There is, in principle, one further complicating issue when making a selection for the Opta Million. If more than one entry predicts the whole tournament correctly, the million dollar prize is shared among all winning entries. This being so, it might be better to make selections that are sub-optimal in terms of win probability, if they are more likely to be unique entries and lead to a win prize of the entire million. As I say, it’s an ‘in principle’ argument only. When your chances of winning are around 3.6\times 10^{-12} , it’s probably not worth worrying too much about the downside of having to share your million dollar potential winnings.
Post-Postscript
I’m sending this post on 1st December, at which point 4 of the 8 groups have been completed. I won’t be a millionaire. As explained above, my choice for the Opta million was based on team superiority according to Fifa rankings. This didn’t require the best ranked team to win every game at the group stage, but it did require groups to finish up in an order determined by those rankings. This worked for Group A, but not for Groups B to D. So, it’s disappointing.
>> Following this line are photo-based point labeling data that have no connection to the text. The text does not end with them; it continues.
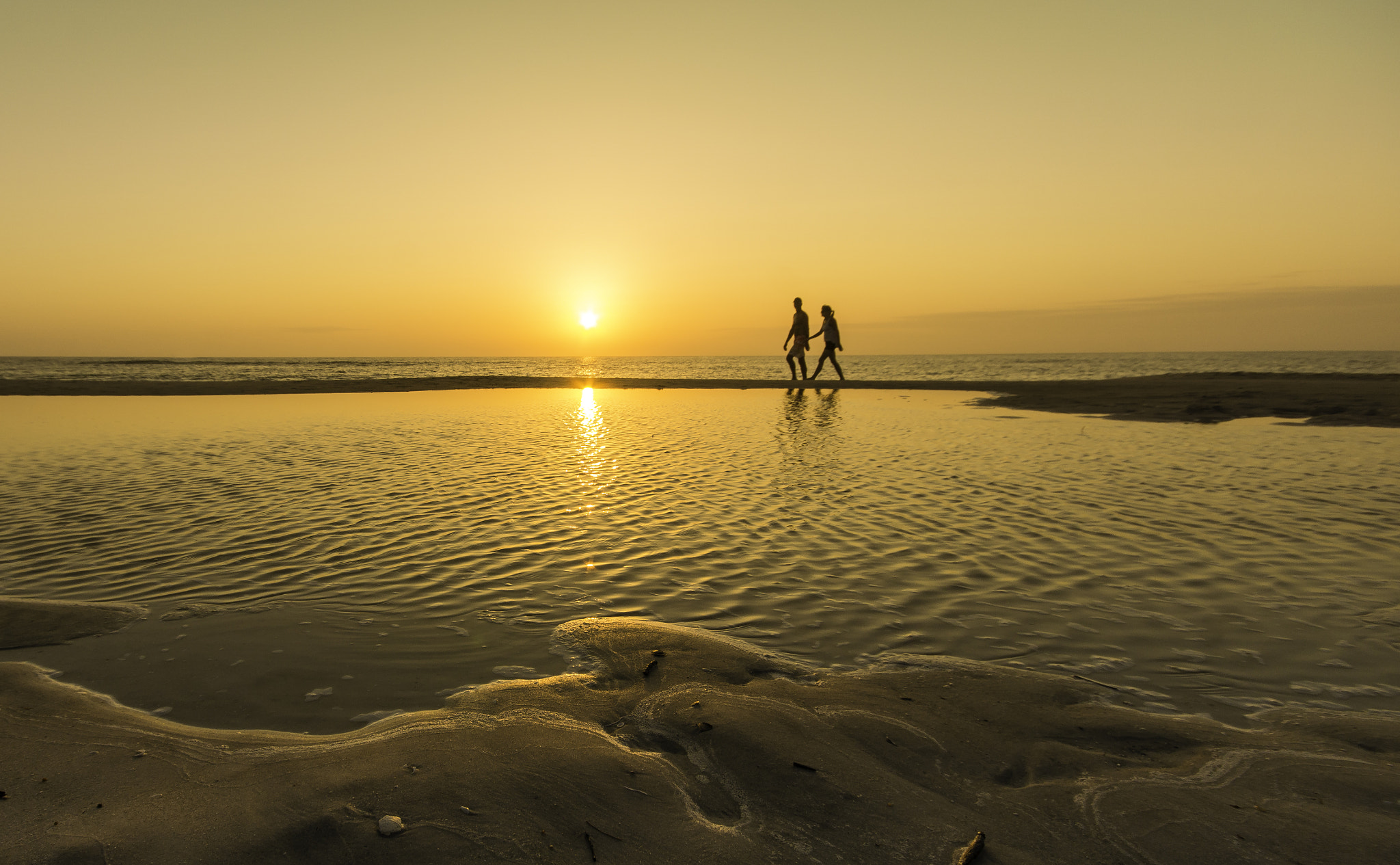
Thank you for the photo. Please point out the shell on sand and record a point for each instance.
(390, 825)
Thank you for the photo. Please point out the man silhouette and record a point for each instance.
(798, 335)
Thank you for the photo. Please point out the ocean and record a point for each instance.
(871, 367)
(387, 549)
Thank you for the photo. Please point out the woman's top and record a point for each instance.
(829, 331)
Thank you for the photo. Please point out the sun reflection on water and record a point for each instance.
(590, 449)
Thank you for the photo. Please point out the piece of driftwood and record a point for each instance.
(973, 849)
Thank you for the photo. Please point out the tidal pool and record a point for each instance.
(398, 546)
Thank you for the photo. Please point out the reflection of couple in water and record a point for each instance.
(798, 335)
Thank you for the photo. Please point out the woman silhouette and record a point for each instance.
(833, 341)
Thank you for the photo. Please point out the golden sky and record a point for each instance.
(457, 178)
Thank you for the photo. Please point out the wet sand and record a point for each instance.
(667, 743)
(1364, 401)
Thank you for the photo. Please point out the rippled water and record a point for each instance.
(870, 367)
(418, 542)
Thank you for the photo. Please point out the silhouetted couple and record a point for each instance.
(798, 336)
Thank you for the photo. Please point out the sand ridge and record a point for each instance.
(1329, 399)
(668, 743)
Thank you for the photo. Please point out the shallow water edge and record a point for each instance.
(1330, 399)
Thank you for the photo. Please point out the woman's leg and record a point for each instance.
(831, 350)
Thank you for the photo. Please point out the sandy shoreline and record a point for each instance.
(1369, 401)
(668, 743)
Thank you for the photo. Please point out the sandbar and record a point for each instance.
(1321, 399)
(668, 743)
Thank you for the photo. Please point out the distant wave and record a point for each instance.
(126, 363)
(251, 363)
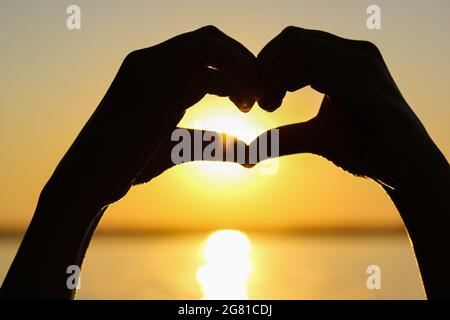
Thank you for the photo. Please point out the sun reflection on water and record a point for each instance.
(227, 266)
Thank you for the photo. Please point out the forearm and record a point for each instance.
(56, 238)
(425, 210)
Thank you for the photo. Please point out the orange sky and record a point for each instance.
(52, 79)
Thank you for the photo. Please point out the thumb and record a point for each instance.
(295, 138)
(162, 157)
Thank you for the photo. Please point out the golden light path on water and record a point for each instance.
(227, 266)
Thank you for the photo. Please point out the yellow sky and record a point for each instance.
(52, 79)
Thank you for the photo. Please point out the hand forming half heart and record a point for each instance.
(364, 125)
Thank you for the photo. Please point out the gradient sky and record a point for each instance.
(51, 80)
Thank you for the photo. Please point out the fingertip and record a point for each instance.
(244, 105)
(270, 104)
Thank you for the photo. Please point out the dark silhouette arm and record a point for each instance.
(123, 144)
(366, 127)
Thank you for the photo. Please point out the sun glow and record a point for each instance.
(227, 265)
(219, 114)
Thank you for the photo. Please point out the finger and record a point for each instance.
(199, 145)
(233, 63)
(306, 61)
(305, 137)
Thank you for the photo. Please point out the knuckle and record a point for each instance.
(370, 48)
(290, 30)
(208, 30)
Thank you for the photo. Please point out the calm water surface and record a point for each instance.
(242, 266)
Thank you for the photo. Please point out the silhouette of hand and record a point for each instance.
(364, 125)
(144, 103)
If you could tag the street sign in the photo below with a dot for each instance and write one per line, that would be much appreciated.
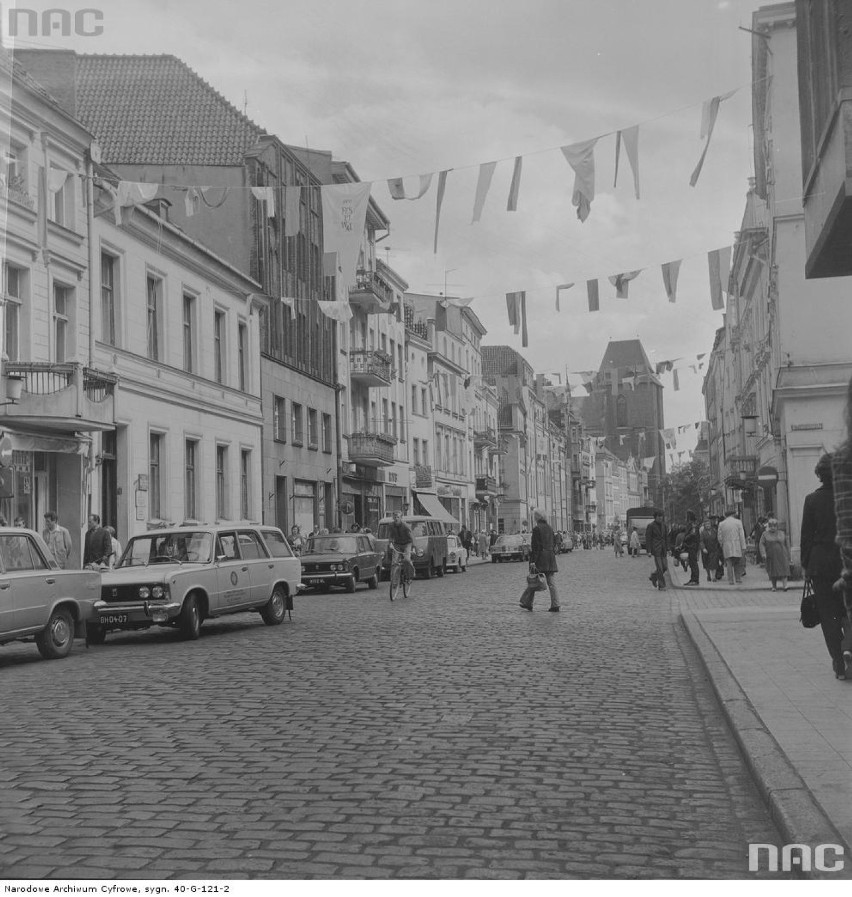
(5, 452)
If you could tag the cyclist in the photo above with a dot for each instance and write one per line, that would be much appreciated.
(399, 536)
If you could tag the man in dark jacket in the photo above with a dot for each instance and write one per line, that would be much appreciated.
(98, 544)
(657, 544)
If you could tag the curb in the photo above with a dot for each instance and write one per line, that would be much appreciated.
(798, 815)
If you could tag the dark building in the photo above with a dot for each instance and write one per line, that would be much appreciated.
(625, 408)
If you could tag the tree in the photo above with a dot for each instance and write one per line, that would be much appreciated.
(687, 488)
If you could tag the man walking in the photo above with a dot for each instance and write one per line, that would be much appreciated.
(656, 543)
(58, 539)
(98, 544)
(732, 540)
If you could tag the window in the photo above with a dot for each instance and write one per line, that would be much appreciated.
(190, 502)
(296, 426)
(109, 269)
(154, 318)
(221, 481)
(245, 484)
(219, 346)
(242, 354)
(189, 351)
(62, 200)
(326, 433)
(313, 433)
(155, 476)
(14, 290)
(63, 305)
(279, 419)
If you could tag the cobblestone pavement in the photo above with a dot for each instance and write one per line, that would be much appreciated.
(450, 735)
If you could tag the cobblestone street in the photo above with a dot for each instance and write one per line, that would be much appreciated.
(451, 735)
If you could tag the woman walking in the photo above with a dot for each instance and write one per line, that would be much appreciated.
(776, 554)
(543, 559)
(821, 562)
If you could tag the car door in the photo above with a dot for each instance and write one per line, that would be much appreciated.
(31, 580)
(256, 558)
(232, 574)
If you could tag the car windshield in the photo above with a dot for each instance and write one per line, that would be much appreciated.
(168, 548)
(332, 545)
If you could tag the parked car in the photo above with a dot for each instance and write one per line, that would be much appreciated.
(511, 548)
(456, 554)
(429, 553)
(340, 559)
(179, 577)
(38, 599)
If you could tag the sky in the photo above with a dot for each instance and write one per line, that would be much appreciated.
(402, 88)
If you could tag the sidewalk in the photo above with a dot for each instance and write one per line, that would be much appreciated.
(791, 717)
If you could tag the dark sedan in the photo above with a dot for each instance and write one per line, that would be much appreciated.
(343, 559)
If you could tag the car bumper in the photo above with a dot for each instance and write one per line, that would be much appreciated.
(133, 615)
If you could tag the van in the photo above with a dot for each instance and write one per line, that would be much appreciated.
(429, 553)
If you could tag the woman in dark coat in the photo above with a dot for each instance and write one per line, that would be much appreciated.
(821, 562)
(543, 559)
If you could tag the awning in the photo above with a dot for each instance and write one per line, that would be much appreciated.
(434, 508)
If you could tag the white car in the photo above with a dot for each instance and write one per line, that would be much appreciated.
(179, 577)
(456, 555)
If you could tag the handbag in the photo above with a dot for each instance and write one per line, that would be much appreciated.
(809, 615)
(535, 580)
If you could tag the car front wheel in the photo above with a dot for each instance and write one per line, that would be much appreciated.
(274, 611)
(55, 640)
(189, 621)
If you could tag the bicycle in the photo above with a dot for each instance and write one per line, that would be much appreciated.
(400, 573)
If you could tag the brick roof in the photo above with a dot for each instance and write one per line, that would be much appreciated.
(157, 110)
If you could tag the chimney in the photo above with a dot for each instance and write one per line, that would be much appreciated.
(56, 71)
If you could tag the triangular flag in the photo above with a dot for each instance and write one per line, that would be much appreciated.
(512, 204)
(709, 111)
(483, 183)
(562, 286)
(594, 297)
(670, 275)
(630, 136)
(620, 282)
(581, 157)
(442, 183)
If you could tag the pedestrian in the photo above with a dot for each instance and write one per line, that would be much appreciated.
(297, 543)
(634, 544)
(733, 542)
(756, 535)
(691, 545)
(656, 543)
(97, 545)
(776, 553)
(116, 546)
(821, 561)
(58, 539)
(711, 550)
(542, 560)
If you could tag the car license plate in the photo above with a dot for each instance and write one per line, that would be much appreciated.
(114, 618)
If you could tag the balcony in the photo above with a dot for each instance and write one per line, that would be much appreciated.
(486, 486)
(422, 477)
(371, 294)
(371, 367)
(371, 449)
(64, 396)
(486, 438)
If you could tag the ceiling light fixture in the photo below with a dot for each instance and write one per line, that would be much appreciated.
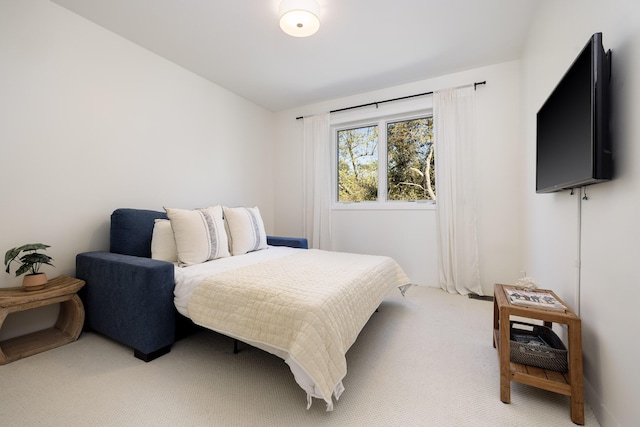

But at least I did better so far than an average random selection. As explained above, a random selection would get any group in the correct order with probability 1/24. On average, therefore, the number of groups correctly predicted (out of 4) with a random strategy would be 4/24 = 1/6. My score of 1 correct group is therefore not a bad score by comparison. Just nowhere good enough to keep me involved in the Opta million.